In each of the Financings, FinCanna will issue Subscription Receipts (the Subscription Receipts) at a price of C$0.50 per Subscription Receipt (the Issue Price). Each Subscription Receipt issued in connection with the Financings will be automatically converted, immediately before the completion of the acquisition of FinCanna by Astar by way of a plan of arrangement (the “Transaction”), as announced on July 13, 2017, into one common share of FinCanna without further payment or action on the part of the holder upon satisfaction of the escrow release conditions, which include, amongst other things, that all conditions precedent to the completion of the Transaction, other than the release of the escrowed funds raised pursuant to the Financings, shall have been satisfied, including the receipt of all governmental, stock exchange and shareholder approvals. In addition, the terms of the Financings have been revised such that upon conversion, holders of the Subscription Receipts will also receive one-half of a common share purchase warrant (a Warrant) with an exercise price of C$0.75 per common share exercisable for a period of two years.

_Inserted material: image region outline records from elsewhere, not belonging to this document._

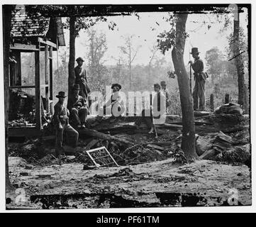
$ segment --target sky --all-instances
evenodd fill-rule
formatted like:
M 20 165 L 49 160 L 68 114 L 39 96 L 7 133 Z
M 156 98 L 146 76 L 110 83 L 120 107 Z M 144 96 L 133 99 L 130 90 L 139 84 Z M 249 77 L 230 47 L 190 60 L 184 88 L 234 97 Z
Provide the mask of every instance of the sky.
M 113 21 L 117 26 L 113 31 L 108 28 L 108 23 L 99 22 L 92 28 L 99 33 L 106 34 L 108 50 L 104 56 L 104 64 L 116 65 L 119 56 L 122 56 L 118 46 L 123 45 L 124 40 L 122 36 L 134 35 L 134 48 L 141 45 L 139 49 L 134 65 L 148 64 L 150 60 L 150 49 L 157 43 L 157 35 L 165 30 L 169 29 L 169 24 L 163 20 L 167 13 L 140 13 L 140 19 L 135 16 L 109 16 L 108 21 Z M 240 26 L 244 28 L 247 33 L 247 11 L 240 13 Z M 232 16 L 230 16 L 232 17 Z M 203 21 L 206 23 L 211 21 L 211 28 L 208 30 L 207 26 L 203 26 Z M 194 23 L 198 21 L 199 23 Z M 224 33 L 220 33 L 220 29 L 223 27 L 223 23 L 219 23 L 216 21 L 213 14 L 189 14 L 186 31 L 189 37 L 186 40 L 184 50 L 184 62 L 189 60 L 189 52 L 192 47 L 196 47 L 201 52 L 201 57 L 204 60 L 205 53 L 214 46 L 217 46 L 221 51 L 225 52 L 228 45 L 227 36 L 233 33 L 233 26 L 230 26 Z M 152 30 L 153 29 L 153 30 Z M 69 31 L 65 31 L 66 43 L 68 44 Z M 86 57 L 88 48 L 84 43 L 88 41 L 88 35 L 84 31 L 82 31 L 79 36 L 76 39 L 76 57 Z M 157 51 L 156 55 L 159 57 L 165 57 L 167 62 L 172 62 L 171 51 L 163 55 Z M 87 62 L 86 63 L 87 64 Z

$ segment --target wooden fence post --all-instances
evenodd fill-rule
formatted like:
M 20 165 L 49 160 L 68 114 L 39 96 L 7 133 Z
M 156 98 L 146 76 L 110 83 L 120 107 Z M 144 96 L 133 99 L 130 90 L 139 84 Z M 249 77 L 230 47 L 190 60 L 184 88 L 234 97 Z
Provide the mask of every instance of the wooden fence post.
M 225 95 L 225 104 L 227 104 L 229 103 L 229 94 L 226 94 Z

Astar is a reporting issuer in the Provinces of British Columbia, Ontario and Alberta and its common shares are currently listed on the TSX Venture Exchange (the TSXV) under the symbol TAR.
Pursuant to the terms of the Transaction, the common shares of FinCanna will be exchanged for common shares of Astar, as the “Resulting Issuer” upon completion of the Transaction, on a one for one basis and the Resulting Issuer’s common shares shall be listed and posted for trading on the Canadian Securities Exchange (the CSE). Each Warrant will become exercisable to acquire one common share of the Resulting Issuer at the exercise price of C$0.75.

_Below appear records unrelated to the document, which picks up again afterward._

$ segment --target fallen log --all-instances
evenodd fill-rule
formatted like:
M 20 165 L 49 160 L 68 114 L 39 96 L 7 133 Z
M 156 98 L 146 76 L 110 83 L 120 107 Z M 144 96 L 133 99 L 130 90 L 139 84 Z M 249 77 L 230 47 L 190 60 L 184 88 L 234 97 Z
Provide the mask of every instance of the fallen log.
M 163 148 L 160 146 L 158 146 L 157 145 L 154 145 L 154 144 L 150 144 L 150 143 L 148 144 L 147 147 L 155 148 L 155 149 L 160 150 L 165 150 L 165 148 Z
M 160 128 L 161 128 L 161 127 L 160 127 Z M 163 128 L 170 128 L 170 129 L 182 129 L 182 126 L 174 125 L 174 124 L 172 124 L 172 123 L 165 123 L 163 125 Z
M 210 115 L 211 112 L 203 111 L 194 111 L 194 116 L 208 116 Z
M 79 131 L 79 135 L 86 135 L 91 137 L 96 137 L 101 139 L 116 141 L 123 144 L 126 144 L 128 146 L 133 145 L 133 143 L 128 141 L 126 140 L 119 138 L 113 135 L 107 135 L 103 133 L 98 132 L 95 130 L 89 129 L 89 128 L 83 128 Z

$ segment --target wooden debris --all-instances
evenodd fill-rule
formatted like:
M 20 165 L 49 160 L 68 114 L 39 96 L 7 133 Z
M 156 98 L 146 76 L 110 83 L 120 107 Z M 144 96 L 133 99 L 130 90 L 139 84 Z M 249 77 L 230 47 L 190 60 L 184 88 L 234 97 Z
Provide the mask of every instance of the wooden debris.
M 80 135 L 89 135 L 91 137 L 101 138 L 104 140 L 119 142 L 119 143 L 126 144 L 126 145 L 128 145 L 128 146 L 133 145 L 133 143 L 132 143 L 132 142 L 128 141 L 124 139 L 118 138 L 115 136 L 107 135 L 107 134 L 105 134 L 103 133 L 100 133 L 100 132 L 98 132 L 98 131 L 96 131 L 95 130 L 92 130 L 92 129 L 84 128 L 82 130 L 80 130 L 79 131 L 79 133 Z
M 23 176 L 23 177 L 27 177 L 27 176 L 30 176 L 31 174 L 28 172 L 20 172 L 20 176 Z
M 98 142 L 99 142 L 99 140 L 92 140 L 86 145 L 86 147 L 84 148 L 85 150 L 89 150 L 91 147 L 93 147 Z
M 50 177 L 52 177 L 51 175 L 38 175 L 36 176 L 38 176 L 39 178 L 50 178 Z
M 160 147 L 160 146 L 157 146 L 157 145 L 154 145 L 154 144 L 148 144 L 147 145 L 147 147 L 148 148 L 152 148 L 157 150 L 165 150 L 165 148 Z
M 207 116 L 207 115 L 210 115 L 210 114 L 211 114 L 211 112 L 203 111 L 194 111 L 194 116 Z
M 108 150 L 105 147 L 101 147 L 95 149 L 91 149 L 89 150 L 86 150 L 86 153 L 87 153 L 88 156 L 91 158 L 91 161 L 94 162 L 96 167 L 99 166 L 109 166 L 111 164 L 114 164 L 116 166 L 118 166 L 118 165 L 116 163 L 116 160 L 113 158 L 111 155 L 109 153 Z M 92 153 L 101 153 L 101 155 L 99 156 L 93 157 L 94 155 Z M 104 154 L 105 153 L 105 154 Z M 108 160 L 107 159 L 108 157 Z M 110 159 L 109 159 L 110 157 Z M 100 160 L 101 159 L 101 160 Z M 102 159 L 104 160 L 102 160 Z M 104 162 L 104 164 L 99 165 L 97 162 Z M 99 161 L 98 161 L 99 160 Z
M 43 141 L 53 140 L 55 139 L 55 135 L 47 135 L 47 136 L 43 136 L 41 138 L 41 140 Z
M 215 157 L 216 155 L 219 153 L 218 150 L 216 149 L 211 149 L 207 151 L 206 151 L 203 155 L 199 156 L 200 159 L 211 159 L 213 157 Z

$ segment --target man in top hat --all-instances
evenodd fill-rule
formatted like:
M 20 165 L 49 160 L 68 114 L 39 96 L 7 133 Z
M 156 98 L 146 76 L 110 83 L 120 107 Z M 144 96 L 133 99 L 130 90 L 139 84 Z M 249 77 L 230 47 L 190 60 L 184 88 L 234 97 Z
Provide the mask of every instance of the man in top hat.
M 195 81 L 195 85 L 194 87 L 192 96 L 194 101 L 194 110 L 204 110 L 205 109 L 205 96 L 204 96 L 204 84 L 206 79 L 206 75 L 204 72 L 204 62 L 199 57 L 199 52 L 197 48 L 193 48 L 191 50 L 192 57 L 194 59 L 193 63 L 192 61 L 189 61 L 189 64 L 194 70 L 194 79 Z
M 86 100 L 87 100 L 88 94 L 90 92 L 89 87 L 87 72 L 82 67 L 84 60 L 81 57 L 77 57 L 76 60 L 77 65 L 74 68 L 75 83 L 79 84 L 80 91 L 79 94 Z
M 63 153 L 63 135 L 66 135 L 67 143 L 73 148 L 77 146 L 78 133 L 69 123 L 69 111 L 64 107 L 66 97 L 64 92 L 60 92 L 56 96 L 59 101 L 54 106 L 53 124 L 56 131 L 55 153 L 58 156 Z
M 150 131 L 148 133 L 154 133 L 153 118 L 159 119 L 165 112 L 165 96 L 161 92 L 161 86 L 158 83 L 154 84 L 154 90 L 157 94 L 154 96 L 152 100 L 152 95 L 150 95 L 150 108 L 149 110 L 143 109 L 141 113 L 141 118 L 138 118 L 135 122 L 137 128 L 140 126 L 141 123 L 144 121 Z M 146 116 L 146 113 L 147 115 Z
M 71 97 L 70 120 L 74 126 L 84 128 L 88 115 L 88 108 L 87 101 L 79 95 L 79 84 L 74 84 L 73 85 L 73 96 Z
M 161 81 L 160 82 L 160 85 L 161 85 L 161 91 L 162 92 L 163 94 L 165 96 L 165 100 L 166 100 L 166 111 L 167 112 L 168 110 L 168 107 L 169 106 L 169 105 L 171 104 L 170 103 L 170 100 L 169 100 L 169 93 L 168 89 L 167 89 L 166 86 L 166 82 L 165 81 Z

About FinCanna Capital Corp.
FinCanna is a royalty company for licensed medical cannabis, with a focus on California. FinCanna, led by a team of finance and industry experts is building its portfolio of investments in scalable, best-in-class projects. FinCanna’s flagship investment is with Cultivation Technologies Inc. (CTI) to provide funding for its fully-entitled, large-scale indoor medical cannabis facility to be developed in Coachella, Southern California. This Coachella Campus will be a state-of-the-art facility that will include cultivation, extraction, manufacturing, testing and distribution. For additional information visit www.fincannacapital.com.
Neither the TSXV or the CSE in any way passed upon the merits of the Financings, the Transaction or the listing of the common shares of the Resulting Issuer (the “Resulting Issuer Shares”), and has neither approved nor disapproved the contents of this news release. Approval of the CSE for the listing of the Resulting Issuer Shares will be subject to, among other things, the Resulting Issuer satisfying the listing requirements of the CSE. There can be no assurance that the approval of the CSE regarding the listing of the Resulting Issuer Shares will be obtained.
This news release does not constitute an offer to sell or a solicitation of an offer to sell any of the securities in the United States. The securities have not been and will not be registered under the United States Securities Act of 1933, as amended (the “U.S. Securities Act”) or any state securities laws and may not be offered or sold within the United States or to U.S. Persons unless registered under the U.S. Securities Act and applicable state securities laws or an exemption from such registration is available.
All information contained in this news release with respect to Astar and FinCanna was supplied by the parties, respectively, for inclusion herein, and each parties’ directors and officers have relied on the other party for any information concerning such party.
This news release contains forward-looking information based on current expectations. Statements about, among other things, the closing of the Transaction, expected terms and conditions of the Transaction, future developments and the business and operations of the Resulting Issuer, the completion, terms and size of the Financings and the use of proceeds of the Financings and listing on the CSE are all forward-looking information. These statements should not be read as guarantees of future performance or results. Such statements involve known and unknown risks, uncertainties and other factors that may cause actual results, performance or achievements to be materially different from those implied by such statements. Such factors include, but are not limited to: the ability to find suitable subscribers for the Financings and the parties’ ability to satisfy various closing conditions of the Transaction, including receipt of all regulatory and shareholder approvals. Although such statements are based on management’s reasonable assumptions at the date such statements are made, there can be no assurance that the Financings or the Transaction will occur or that, if the Financings and Transaction do occur, they will be completed on the terms described above and that such forward-looking information will prove to be accurate, as actual results and future events could differ materially from those anticipated in such forward-looking information. Accordingly, readers should not place undue reliance on the forward-looking information. Astar and FinCanna assume no responsibility to update or revise forward-looking information to reflect new events or circumstances unless required by applicable law.